Truth or Consequences


When I hear the word vulnerable, certain images come to my mind:  A dog or cat, or any animal laying down on its back during a fight.  Someone with his or her back to a wall with nowhere to go.  Or someone walking down a cobblestone street, in the dark, slightly damp with scary music in the background.

All these scenarios indicated danger or losing to me.  And I shied away from using the word.  Yet it is the current buzzword in communication/new age health circles.  So I decided to look it up.

vulnerable |ˈvəln(ə)rəbəl|
adjective
susceptible to physical or emotional attack or harm: we were in a vulnerable position | small fish are vulnerable to predators.
Bridge (of a partnership) liable to higher penalties, either by convention or through having won one game toward a rubber.
ORIGIN early 17th cent.: from late Latin vulnerabilis, from Latin vulnerare ‘to wound,’ from vulnus ‘wound.’

What!?  Susceptible to attack!  Harm?!  Of course it is hard to be vulnerable. Of course I hear people say I don’t want to be vulnerable.

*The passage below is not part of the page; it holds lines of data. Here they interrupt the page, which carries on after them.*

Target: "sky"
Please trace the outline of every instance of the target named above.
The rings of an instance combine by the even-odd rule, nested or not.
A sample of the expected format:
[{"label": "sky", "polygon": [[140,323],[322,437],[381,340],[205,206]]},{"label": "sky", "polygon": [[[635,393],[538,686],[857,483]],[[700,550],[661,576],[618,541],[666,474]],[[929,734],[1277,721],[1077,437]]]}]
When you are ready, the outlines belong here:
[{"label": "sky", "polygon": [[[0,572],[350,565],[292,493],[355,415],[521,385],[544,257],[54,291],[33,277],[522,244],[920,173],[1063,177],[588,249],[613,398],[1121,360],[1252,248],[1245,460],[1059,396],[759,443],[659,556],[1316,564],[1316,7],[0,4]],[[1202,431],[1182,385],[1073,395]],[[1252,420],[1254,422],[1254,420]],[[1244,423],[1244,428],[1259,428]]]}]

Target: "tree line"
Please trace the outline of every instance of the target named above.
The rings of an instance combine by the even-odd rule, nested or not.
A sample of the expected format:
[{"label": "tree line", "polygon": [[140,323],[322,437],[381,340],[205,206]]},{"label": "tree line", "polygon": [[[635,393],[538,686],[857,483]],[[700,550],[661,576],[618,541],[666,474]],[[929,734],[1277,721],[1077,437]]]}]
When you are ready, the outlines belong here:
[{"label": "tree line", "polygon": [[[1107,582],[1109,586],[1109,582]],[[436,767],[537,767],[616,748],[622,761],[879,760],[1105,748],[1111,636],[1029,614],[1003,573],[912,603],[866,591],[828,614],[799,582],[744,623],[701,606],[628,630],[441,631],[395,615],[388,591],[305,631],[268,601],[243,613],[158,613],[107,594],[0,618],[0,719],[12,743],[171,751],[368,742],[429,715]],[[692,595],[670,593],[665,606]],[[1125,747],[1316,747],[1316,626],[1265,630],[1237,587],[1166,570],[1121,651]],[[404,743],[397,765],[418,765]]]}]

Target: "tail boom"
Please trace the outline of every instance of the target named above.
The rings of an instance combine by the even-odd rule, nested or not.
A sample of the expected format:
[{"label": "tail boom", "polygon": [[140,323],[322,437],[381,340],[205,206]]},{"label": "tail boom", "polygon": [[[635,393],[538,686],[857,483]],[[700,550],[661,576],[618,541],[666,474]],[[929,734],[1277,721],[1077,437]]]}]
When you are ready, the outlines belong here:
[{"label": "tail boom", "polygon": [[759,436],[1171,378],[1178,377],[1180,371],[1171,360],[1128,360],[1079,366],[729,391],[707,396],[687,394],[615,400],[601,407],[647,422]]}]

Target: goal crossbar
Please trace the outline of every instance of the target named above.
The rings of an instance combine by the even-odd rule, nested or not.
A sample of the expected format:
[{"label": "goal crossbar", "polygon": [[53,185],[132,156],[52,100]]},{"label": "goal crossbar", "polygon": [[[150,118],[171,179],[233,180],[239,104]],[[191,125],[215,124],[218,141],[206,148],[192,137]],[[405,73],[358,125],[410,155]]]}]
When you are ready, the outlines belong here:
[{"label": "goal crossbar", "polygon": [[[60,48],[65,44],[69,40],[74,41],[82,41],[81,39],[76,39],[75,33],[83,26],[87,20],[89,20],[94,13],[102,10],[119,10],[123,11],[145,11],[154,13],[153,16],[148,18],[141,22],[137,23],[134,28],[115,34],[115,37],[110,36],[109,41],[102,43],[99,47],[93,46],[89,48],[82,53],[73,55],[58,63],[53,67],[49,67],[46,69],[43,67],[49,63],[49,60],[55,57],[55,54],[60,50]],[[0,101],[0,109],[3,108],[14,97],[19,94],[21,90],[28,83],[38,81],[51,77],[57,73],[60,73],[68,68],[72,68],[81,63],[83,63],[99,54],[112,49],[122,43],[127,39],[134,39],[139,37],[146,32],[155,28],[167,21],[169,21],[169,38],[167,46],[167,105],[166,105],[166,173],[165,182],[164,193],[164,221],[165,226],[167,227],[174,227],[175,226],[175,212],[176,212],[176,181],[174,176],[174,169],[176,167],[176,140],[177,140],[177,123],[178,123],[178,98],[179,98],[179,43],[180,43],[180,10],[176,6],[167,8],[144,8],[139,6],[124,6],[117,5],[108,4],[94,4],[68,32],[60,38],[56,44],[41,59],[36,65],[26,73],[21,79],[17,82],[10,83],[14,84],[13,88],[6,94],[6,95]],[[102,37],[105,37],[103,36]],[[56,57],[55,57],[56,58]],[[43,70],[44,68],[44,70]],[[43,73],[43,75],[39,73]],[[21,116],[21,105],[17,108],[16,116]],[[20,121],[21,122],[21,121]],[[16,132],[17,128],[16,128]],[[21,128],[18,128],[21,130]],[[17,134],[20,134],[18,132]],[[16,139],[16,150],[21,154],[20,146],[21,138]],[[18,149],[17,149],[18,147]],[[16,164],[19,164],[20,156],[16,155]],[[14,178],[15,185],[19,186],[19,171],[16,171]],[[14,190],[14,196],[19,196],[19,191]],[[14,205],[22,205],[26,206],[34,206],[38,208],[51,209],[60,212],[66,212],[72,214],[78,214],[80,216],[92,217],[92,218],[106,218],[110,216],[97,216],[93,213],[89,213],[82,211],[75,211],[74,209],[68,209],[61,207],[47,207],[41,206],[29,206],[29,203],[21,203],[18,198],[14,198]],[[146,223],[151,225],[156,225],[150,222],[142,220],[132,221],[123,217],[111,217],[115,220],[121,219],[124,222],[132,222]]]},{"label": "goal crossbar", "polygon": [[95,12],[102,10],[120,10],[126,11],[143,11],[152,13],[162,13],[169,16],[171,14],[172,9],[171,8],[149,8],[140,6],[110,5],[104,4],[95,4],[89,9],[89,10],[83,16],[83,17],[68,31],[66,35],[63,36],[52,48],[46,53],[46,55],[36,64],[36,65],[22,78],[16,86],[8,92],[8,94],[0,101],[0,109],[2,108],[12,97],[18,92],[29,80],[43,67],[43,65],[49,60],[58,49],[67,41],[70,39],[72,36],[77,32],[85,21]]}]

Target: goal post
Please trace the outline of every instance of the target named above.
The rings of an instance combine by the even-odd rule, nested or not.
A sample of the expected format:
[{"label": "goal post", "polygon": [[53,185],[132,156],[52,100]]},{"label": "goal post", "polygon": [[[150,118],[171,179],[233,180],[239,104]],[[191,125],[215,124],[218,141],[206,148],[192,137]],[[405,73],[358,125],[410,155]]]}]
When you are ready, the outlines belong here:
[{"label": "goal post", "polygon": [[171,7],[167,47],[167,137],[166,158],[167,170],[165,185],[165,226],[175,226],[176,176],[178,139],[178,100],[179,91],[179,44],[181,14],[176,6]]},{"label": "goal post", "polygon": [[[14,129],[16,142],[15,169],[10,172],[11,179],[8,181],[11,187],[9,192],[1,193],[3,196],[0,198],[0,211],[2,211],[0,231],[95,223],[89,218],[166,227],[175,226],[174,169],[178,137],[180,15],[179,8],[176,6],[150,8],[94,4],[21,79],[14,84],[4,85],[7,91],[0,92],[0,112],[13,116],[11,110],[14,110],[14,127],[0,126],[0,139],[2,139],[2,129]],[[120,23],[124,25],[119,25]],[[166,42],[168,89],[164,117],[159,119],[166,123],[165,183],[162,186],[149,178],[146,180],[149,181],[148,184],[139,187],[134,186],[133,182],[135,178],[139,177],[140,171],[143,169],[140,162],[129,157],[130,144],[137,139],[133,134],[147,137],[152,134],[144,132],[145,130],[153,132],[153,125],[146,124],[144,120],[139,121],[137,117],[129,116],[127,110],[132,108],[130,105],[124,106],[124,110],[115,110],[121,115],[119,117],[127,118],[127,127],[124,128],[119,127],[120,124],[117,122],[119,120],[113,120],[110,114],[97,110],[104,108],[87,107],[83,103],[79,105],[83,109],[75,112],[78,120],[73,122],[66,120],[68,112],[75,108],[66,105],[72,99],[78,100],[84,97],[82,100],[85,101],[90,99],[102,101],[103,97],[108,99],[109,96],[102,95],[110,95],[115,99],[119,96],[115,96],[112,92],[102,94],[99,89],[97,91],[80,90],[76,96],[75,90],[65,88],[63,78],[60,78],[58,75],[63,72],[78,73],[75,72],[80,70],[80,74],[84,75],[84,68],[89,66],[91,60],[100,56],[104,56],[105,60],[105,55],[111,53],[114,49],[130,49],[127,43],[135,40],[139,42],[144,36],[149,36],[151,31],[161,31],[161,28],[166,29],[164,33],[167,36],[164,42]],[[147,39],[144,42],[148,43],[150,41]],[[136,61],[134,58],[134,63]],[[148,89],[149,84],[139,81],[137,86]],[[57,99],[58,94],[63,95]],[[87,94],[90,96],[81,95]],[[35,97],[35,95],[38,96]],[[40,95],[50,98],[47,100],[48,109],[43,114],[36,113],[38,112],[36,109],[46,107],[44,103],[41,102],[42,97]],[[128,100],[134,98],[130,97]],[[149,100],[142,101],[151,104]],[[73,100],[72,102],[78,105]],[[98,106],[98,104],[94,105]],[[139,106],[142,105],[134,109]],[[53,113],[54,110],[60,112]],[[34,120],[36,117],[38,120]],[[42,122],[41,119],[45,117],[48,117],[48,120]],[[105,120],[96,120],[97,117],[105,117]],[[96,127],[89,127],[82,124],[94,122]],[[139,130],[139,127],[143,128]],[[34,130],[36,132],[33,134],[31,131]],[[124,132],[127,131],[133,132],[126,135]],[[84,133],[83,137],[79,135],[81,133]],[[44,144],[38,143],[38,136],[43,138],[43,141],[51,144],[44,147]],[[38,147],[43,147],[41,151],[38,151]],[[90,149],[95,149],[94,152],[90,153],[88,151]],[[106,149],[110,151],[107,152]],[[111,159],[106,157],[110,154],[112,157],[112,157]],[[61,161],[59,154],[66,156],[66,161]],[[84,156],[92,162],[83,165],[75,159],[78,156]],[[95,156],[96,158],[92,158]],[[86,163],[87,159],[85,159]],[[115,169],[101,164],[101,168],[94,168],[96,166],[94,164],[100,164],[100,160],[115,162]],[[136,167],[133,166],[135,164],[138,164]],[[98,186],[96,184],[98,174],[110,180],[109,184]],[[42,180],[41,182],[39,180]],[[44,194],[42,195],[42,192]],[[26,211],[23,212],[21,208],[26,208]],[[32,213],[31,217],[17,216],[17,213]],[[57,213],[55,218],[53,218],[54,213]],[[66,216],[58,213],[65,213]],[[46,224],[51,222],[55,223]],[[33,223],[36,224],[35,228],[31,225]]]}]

But what does that have to do with saying the truth?  Why do we think that telling others what is really going on for us will make us susceptible to attack?  I’m sure it is an old story.  Parents and society in general not being able to communicate their needs without squashing the needs of the children?  Possibly going to school for 12+/- years sitting in straight rows, competing with the kids next to us for the approval of the authority?  Thus making ‘all others’ our enemies?  Yes, we do have a lot to get over.

And is there a difference between being susceptible to attack and being harmed?  I think yes.  And it is a big difference.  If someone doesn’t like what you say or do and they tell you (yes, even in ways you do not like, for example yelling or poking fun) which may seem like an attack, still really what is the harm?

So I looked up harm.

harm |härm|
noun
physical injury, esp. that which is deliberately inflicted: it's fine as long as no one is inflicting harm on anyone else.
• material damage: it's unlikely to do much harm to the engine.
• actual or potential ill effect or danger: I can't see any harm in it.
verb [ with obj. ]
physically injure: the villains didn't harm him.
• damage the health of: smoking when pregnant can harm your baby.
• have an adverse effect on: this could harm his Olympic prospects.

Talks about physical injury only.  Most often when the discussion of vulnerability comes up, it is emotional harm that we are talking about.  “I don’t feel emotionally safe.“   And that, my friends, is an inside job.  What I hear when you say ‘emotional safety’ is that you are not willing to bear the feelings you have because of the meaning you make about what someone says to you.  You are mistakenly giving your power away.  Maybe that’s why you might say you are vulnerable.  But, as it turns out, it isn’t true.  

The consequence is to continue to outsource your emotional safety, and wait til you think you can control what everyone says to you and wait and wait, and hope to get your needs met, so you feel comfortable.   Although I am not so sure you are really comfortable, you just prolong the experience of feeling scared.  Which is the very experience of not having emotional safety.  augh.  What a horrifying loop!

What if you took yourself on and remained curious about how and why you feel a particular way?  What if when someone said something you didn’t like, you used your uncomfortable feelings to guide you to the very things that are important to you in that moment?  It is quite the powerful, resourceful place to be.  It is freedom.

You can walk down the dark alleys of relationships fraught with dangerous conversations with confidence, knowing that your emotions (yes, even the ones you have been trained not to like) are your gateways to identifying what’s important to you.  And when you know what’s important to you, you can make conscious choices to have more of it – in every moment.